7. En second lieu, l'arrêt retient que les sociétés Carrefour versent aux débats outre un rapport établissant une analyse contrefactuelle comparant la valeur des marges-arrière pendant l'entente et après l'entente, les valeurs annuelles nettes des achats ainsi que les taux de marge-arrière et de leurs valeurs absolues. Il ajoute que, même à admettre la difficulté de rapporter cette preuve en raison de l'absence de conservation des données, ces sociétés ne produisent aucun élément permettant de vérifier le défaut de répercussion.

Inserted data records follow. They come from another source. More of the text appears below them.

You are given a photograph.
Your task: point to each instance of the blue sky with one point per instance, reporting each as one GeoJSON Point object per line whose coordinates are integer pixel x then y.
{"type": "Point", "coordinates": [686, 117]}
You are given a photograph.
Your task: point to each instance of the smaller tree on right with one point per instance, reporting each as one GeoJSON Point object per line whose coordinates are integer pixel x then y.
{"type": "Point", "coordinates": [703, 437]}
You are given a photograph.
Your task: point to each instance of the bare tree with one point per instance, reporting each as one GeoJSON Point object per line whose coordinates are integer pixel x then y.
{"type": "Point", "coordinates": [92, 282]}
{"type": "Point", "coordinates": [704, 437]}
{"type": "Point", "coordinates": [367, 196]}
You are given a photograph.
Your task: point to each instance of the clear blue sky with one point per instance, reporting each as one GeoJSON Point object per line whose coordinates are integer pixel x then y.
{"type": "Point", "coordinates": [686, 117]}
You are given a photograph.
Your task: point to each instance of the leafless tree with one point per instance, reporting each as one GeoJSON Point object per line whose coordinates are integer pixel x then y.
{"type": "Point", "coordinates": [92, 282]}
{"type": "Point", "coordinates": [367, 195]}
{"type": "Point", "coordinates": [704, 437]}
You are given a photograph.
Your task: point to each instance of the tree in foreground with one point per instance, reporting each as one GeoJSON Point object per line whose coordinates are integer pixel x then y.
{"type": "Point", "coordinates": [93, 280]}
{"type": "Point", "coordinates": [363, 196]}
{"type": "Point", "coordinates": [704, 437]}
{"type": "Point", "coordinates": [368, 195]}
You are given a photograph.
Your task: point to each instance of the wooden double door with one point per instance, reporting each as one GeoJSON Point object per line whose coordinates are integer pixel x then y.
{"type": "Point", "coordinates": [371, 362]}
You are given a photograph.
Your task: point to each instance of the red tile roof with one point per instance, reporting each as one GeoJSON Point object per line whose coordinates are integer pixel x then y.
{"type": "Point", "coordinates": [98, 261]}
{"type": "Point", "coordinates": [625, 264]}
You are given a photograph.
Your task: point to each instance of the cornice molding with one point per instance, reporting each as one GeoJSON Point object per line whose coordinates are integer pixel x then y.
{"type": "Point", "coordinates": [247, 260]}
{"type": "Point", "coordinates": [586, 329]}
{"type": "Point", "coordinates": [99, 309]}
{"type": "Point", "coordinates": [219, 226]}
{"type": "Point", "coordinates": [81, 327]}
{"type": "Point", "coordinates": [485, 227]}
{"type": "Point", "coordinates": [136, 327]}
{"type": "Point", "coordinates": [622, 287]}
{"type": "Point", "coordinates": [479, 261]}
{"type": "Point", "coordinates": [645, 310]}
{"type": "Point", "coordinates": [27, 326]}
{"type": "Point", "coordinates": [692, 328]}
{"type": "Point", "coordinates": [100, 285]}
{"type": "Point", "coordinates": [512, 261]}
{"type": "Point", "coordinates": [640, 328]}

8. L'arrêt relève que l'étude économique produite compare les marges-arrière réalisées pendant la période de l'entente avec celles de la seule année 2007, établit une corrélation discutable entre la valeur des marges-arrière qu'auraient réalisées les sociétés Carrefour avec les produits Vania et le chiffre d‘affaires total des sociétés Carrefour tous produits confondus et n'apporte aucun autre élément, comptable ou non, permettant d'exclure une répercussion du manque à gagner sur la marge-avant.
9. Il ajoute que la méthode subsidiaire d'évaluation du préjudice retenue par cette étude ne repose que sur une corrélation parfaite entre la valeur des marges-arrière réalisées par les sociétés Carrefour avec les produits Vania et l'évolution des taux moyens de marge-arrière constatée par la direction générale de la concurrence, de la consommation et de la répression des Fraudes.
10. En cet état, la cour d'appel, qui n'était tenue ni de procéder aux recherches invoquées par les cinquième et sixième branches que ses constatations et énonciations rendaient inopérantes ni de suivre les parties dans le détail de leur argumentation, et a estimé, sans imposer des règles de preuve rendant excessivement difficile l'exercice des recours fondés sur le droit de l'Union européenne, que les sociétés Carrefour ne rapportaient pas la preuve du préjudice causé par l'entente sanctionnée, n'a pu que rejeter leur demande de dommages et intérêts.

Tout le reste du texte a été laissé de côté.